Abad, 13 ans, est un adolescent qui vient du Liban qui arrive à Paris, dans le 18ème arrondissement et qui vit au cœur de Barbès, dans le quartier de la Goutte d’Or, à la sinistre réputation. L’adolescence est l’âge de tous les possibles et Abad se fait l’observateur de tous les travers de son quartier: pauvreté, chômage, prostitution, drogue et montée de la radicalisation sont des sujets très présents dans le roman. Abad, au gré de ses rencontres, veut tout faire pour s’arracher à cette vie-là, voyant son père victime d’un accident du travail devenir invalide et ne parvenant pas à retrouver un travail, sa mère qui part faire des ménages tôt le matin.

Mon avis sur le livre

Un premier roman pour l’auteure, quelques maladresses mais un joli roman. La première chose que je retiens, c’est son amour pour ce quartier, sa description en est réaliste, on sent que Sofia Aouine aime ces rues, loin d’être parfaites mais si vivantes et qu’elle a voulu avant tout faire partager un pan de vie de ses habitants, vie aussi déglingée soit-elle. La Goutte d’Or, cela renvoie si bien à Zola, à la misère qu’il a décrite, à la gouaille des ouvriers, des personnages alcooliques, aux enfants du XIXème siècle qui ont poussé là-bas, on ne sait trop comment.

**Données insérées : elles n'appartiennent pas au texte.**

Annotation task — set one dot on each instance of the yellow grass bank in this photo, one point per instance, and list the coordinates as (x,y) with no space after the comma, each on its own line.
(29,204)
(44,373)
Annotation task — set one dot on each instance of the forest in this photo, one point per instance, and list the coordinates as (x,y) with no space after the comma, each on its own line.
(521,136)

Il y a un peu de cette idée, dans le roman de Sofia Aouine: tous ces adolesscents et enfants, observateurs des « méfaits »des adultes qui parfois ensuite deviennent guetteurs à la sortie du collège. C’est plus compliqué pour les filles: Abad parle d’elles comme les « Batman », des femmes voilées, recouvertes du niqab, il y a des hommes aussi, les « Barbapapas », tant de personnes radicalisées. Sofia Aouine décrit l’impuissance des « vieux Arabes » du quartier, celle des mères, celle des familles face à la montée du radicalisme. Le langage dans la bouche d’Abad est autant d’incursions dans ce quartier.

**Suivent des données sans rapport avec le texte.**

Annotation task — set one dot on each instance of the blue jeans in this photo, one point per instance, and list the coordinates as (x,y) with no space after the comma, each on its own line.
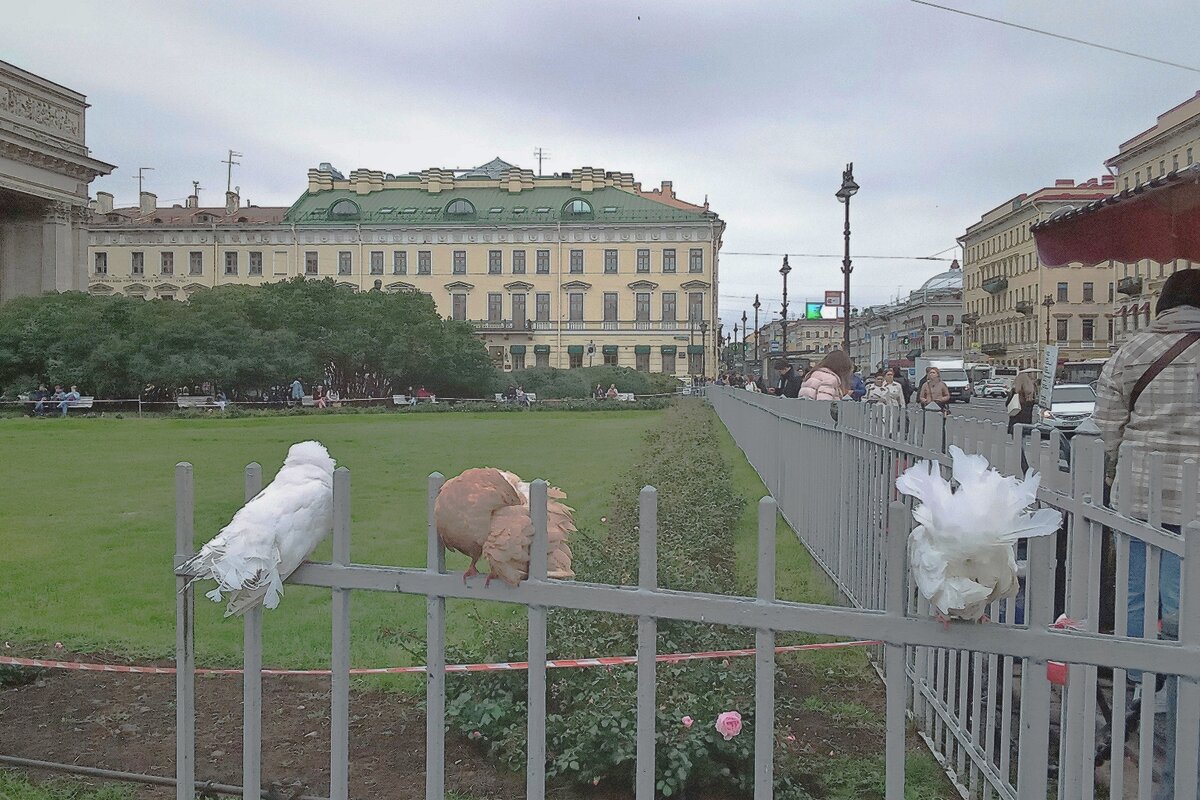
(1169,611)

Son passage chez une psychanalyste est autant d’air frais pris ailleurs, dans un autre lieu, une autre ambiance. Psychanalyste elle aussi marquée par son passé, par son histoire familiale, par sa mère qui a vu sa famille embarquée et disparue en juillet 1942, survivante malgré elle. Femme qui dit aussi à quel point les racines familiales sont importantes.

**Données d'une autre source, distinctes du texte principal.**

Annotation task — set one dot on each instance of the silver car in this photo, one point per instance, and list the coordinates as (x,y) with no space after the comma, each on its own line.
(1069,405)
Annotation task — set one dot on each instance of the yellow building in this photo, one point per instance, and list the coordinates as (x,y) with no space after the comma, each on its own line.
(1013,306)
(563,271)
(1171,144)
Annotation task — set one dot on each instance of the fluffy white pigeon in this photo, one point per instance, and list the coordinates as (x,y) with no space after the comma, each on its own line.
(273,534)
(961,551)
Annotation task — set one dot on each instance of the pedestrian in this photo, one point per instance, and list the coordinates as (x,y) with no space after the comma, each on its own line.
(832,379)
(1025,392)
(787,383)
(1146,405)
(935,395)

Le roman de Sofia Aouine dit aussi le manque de repères familiaux, chez Abad, chez ses copains mais aussi chez les adultes. Prenons par exemple l’histoire de Gervaise qui vous semblera n’être qu’une prostituée sur le trottoir. Elle est retrouvée morte par des éboueurs et c’est alors qu’Abad s’autorise à raconter son histoire: envoyée en France par une « tante » parce que vendue par sa mère, maman d’une petite fille qu’elle a eu avec un homme de passage parce que sa mère la livrait aux hommes, tout comme elle le faisait elle-même. Gervaise qui a espéré si fort pour sa petite Nana une vie meilleure que la sienne. Et que dire de l’histoire de la fille d’en face, soeur d’Omar, radicalisé qui entraîne de nombreux jeunes sur la voie de la radicalisation? Que dire de ce frère qui se prend pour le père et qui corrige sa soeur pour la moindre broutille?

Un premier roman aux personnages touchants, marquant par son réalisme. Sofia Aouine, dans son genre, est une auteure à la plume prometteuse.